Dear Wizzair, the ticket!

A 4 hour project to create a better boarding card.

Hoffer Gábor
4 min readNov 28, 2015

Let me first say, I’m not a fan of self-initiated visual masturbation that I can put on Dribbble and get hired by some company. I have a job, a good one. I’m just a practical man and get pissed off by unusable stuff as many of you.

I flew Wizzair a couple of times now and I think their service is cool. They fly everywhere in Europe on the cheap without the stuff that is not needed for a 1 to 3 hour timeframe and a couple of days’ stay. Works for me.

There are issues a service designer could take care of but I chose to make a stab at their awful printed boarding card.

The boarding card

Wizzair works in a way that they only kept the essentials as a free service and they profit on ANY extra you require. This includes baggage bigger than a backpack, food, priority boarding, legroom and even check-in.

If you wanna spare some time and money you check-in before arriving to the airport and print your own boarding card. On a budget airline everyone does this.

The system is actually quite nice. You print the card on a piece of standard paper or use their mobile apps and — in case you don’t have baggage to check-in — you’re just going through security to get to the gate and board.

The printed card looks like this: (Warning, it’s going to be graphic)
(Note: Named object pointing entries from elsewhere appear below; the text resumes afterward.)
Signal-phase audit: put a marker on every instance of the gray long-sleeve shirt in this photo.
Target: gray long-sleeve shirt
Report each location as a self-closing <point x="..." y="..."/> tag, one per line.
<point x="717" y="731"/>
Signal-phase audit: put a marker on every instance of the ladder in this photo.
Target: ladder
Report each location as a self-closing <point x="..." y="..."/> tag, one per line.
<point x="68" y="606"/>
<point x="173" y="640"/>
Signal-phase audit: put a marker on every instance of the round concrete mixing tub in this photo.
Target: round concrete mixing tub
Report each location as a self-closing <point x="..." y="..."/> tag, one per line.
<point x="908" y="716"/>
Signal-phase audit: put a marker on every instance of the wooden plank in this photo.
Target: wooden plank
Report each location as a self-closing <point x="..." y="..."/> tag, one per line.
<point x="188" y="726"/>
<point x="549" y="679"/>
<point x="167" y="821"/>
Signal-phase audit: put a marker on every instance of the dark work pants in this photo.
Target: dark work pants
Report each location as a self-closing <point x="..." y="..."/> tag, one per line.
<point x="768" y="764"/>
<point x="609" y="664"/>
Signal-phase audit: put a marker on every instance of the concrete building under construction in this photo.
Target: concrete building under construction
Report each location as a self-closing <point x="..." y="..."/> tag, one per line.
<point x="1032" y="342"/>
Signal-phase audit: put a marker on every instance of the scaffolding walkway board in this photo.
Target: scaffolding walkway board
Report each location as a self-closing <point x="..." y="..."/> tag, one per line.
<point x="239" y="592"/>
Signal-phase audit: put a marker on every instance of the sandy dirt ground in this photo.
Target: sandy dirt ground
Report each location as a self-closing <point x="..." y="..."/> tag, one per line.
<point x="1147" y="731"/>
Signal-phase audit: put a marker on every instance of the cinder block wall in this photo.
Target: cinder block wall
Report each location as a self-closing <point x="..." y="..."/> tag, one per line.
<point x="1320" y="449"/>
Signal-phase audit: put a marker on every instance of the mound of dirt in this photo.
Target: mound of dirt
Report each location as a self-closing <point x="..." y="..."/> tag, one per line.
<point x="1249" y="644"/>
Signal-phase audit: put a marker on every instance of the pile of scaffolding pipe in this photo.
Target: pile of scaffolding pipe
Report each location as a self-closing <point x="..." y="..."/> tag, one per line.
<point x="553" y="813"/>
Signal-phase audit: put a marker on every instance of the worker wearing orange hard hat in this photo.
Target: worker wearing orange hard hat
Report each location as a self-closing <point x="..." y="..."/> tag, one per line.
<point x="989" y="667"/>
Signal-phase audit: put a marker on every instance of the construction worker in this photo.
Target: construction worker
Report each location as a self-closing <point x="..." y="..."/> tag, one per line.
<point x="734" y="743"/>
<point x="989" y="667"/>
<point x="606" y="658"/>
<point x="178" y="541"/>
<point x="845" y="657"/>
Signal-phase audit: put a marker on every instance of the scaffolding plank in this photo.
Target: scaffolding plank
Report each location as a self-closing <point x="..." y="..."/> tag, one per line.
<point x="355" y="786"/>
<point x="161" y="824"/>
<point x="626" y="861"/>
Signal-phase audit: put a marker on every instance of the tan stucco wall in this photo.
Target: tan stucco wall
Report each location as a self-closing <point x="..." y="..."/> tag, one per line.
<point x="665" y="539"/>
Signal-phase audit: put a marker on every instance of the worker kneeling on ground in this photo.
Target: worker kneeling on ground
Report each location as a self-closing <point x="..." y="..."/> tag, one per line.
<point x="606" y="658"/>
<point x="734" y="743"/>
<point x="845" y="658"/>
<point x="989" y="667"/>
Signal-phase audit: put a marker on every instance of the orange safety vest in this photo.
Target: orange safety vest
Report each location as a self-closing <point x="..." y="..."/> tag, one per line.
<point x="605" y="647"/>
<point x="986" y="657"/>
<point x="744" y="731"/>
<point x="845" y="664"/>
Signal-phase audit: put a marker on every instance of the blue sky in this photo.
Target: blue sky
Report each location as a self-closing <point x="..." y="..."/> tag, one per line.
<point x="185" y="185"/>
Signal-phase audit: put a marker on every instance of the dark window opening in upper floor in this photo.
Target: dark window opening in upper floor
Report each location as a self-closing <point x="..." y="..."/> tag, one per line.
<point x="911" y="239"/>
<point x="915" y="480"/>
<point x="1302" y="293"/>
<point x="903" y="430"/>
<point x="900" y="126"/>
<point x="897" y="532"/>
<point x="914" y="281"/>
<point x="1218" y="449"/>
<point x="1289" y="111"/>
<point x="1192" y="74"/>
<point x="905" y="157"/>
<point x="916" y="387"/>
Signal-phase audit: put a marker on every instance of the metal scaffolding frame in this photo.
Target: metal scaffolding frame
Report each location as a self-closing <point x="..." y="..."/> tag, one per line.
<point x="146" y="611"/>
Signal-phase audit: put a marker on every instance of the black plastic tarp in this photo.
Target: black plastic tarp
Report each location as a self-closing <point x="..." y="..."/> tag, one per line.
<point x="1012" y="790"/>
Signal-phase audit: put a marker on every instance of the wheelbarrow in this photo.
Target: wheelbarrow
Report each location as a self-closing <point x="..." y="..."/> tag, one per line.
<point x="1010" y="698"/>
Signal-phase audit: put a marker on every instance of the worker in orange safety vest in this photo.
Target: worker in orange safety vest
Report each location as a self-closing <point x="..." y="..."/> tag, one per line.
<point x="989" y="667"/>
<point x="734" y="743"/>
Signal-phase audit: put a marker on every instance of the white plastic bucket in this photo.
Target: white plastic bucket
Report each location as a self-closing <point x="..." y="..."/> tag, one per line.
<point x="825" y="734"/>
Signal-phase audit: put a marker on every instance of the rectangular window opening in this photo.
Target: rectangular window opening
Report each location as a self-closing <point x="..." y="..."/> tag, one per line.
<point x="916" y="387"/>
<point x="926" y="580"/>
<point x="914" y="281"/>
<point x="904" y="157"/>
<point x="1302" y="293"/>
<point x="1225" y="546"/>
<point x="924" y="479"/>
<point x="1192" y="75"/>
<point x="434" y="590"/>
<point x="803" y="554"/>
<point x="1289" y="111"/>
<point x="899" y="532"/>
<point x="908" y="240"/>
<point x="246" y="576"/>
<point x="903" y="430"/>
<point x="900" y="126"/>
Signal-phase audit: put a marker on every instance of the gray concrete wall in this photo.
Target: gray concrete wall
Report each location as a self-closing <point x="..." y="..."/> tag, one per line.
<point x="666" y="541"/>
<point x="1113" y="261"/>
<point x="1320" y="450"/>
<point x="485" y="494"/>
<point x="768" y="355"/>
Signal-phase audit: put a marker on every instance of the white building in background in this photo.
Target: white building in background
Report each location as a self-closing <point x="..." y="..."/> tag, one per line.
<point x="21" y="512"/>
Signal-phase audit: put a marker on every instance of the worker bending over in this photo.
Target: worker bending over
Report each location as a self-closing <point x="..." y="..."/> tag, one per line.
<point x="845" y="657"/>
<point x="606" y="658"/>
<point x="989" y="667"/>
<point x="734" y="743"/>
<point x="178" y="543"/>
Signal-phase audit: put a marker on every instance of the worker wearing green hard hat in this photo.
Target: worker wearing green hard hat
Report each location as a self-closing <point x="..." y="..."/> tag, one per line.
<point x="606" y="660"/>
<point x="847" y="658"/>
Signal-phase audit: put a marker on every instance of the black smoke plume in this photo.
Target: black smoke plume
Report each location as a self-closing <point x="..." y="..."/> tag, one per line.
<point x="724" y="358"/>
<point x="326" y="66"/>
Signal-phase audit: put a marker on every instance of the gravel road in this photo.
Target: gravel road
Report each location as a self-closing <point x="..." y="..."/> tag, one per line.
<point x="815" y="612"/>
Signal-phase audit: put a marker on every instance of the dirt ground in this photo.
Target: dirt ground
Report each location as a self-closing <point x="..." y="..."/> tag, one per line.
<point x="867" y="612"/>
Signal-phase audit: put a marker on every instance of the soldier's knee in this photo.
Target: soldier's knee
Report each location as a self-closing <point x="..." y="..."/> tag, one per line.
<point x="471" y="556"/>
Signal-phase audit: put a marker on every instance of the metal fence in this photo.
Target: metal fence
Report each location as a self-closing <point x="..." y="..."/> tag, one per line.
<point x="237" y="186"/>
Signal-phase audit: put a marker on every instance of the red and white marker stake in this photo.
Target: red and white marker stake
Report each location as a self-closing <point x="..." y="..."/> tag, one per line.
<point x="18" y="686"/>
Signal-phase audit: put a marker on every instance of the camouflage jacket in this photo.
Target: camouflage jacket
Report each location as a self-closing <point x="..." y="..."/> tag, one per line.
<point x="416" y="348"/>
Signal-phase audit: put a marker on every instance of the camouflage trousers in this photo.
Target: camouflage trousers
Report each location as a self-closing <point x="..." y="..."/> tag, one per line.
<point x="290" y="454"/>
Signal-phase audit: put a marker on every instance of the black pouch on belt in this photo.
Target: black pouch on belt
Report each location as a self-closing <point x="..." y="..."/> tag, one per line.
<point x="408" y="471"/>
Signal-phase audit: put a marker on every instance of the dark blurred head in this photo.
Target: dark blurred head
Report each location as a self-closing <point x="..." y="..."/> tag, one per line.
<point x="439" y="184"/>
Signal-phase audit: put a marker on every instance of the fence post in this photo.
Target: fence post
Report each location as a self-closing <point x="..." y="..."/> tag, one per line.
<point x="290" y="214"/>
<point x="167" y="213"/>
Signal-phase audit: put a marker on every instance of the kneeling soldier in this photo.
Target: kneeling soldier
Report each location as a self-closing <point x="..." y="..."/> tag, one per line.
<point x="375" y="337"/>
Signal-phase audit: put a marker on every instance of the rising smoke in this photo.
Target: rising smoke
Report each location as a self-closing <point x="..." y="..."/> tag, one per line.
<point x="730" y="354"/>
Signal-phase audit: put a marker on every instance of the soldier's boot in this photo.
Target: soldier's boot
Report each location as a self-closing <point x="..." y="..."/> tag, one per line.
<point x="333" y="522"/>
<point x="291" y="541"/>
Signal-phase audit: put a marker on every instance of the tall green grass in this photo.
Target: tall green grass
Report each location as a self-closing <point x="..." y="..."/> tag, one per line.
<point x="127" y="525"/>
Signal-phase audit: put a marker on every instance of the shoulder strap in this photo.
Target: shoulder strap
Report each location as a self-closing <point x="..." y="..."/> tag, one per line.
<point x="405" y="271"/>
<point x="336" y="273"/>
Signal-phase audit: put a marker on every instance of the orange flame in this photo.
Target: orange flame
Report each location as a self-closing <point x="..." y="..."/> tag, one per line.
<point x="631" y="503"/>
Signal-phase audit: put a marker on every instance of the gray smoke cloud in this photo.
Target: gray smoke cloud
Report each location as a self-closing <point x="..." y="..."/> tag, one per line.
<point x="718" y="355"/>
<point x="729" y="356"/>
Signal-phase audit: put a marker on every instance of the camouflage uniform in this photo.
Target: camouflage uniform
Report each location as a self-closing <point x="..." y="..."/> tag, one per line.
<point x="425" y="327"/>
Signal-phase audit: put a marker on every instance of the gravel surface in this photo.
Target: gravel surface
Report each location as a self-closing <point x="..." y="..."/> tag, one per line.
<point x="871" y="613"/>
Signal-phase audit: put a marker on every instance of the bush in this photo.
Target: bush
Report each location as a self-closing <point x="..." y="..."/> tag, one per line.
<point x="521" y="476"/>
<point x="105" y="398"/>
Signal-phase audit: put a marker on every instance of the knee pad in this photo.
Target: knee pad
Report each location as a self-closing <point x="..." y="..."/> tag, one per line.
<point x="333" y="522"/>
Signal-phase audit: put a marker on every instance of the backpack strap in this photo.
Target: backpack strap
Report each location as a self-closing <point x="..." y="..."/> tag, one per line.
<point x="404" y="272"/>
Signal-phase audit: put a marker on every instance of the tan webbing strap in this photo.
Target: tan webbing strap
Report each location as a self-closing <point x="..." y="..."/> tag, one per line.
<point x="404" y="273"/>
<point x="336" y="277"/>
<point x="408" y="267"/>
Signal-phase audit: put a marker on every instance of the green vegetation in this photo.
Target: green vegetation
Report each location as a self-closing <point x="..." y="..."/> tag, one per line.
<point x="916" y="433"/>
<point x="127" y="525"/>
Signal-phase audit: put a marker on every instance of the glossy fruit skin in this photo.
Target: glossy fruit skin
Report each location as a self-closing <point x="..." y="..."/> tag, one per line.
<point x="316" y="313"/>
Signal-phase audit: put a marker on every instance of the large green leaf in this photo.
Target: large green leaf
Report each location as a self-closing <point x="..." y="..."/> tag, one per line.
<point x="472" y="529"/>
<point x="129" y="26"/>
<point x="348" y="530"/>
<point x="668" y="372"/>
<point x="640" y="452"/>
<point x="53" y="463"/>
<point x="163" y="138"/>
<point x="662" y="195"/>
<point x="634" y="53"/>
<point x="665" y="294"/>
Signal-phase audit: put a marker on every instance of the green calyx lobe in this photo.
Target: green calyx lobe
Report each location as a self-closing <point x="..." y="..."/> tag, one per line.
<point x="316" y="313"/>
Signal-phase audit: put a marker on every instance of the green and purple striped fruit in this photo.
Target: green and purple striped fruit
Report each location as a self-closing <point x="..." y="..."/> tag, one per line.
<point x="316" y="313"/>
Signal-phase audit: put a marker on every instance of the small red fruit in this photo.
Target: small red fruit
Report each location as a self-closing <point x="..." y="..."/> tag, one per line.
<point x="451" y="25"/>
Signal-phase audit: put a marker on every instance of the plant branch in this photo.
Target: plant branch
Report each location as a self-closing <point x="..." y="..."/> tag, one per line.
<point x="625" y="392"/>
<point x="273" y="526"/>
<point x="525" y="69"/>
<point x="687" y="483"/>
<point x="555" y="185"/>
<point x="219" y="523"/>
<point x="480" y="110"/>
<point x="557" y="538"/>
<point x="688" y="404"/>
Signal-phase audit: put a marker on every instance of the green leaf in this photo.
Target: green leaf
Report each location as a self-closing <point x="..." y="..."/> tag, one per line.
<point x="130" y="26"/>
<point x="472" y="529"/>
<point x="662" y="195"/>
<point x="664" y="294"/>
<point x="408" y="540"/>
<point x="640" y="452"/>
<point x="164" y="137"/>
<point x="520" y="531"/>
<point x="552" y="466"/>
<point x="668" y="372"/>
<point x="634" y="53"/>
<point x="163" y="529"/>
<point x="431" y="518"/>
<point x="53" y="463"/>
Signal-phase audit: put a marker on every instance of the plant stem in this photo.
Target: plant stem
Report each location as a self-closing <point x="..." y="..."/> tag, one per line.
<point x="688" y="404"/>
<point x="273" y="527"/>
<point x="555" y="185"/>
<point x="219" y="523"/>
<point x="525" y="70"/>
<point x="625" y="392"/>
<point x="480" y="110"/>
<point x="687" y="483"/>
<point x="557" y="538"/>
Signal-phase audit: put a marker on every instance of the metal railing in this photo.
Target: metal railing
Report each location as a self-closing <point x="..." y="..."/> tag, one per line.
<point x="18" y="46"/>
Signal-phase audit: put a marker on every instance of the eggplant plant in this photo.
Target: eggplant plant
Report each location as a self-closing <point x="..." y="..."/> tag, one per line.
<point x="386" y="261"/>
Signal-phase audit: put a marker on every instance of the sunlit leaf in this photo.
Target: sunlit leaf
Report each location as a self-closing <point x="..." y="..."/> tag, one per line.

  • little to no visual hierarchy
  • messy information architecture
  • challenging to read

4 train rides

I spend 10 hours on a train every week. I usually work on Prezi stuff or watch TV series, but I thought I could use half of my last week’s commute time to fix something that was bugging me for a while.

I used the first 2 hours to understand and recreate the information on the page and check competitors. Then turned those findings into a new boarding card layout.

First I tried to identify what challenges I might face with printing and finding a better layout that is complementing the airport milieu better.

I prototyped quickly a couple of folding styles and came to the conclusion that the most acceptable style would be folding twice to fit my passport. This requires special care when printing because the printed material should fit nicely on A4 and Letter size too.

Then spent some time figuring out what a better information architecture would be by adding blocks inside the safe margins.

On the front page I need information prior to getting to the gate. (They going to tear it off at the gate)

On the back I need information about the boarding itself. Where to enter the plane and where’s my seat.

I can keep the inside for additional information, disclaimers and of course ADS.

The result

Of course you can’t do anything perfect in 2 hours so I did not. What I did only represents a hierarchical layout for the same information on a more usable folded card. (I didn’t even change the font and used real data)

It surely has flaws and requires some heavy lifting on all the possible layouts and outcomes but what it shows is that it’s worth it. Such a better feeling to hold it in my hands than the old one.

Old vs. New — Forgive me for the shitty image. Dark winter days…

As this is not meant to be an arrogant “I know better” redesign, here’s my invitation to Wizzair. Please take this design — any part of it — or just use it as inspiration to create us a better experience. It’s free, I did this for fun.

As you get simpler with your product/service, the overall experience relies more on the small details.

Notes

When I was halfway done I got informed that Ryanair (competitor to Wizz) has a similar layout on their beta service. Nice.

Source files

I made this in Sketch because I use that every day and I’m not that fast/comfortable with Illustrator. However Sketch is a great piece of software it is definitely not meant to create print so this needs work for sure.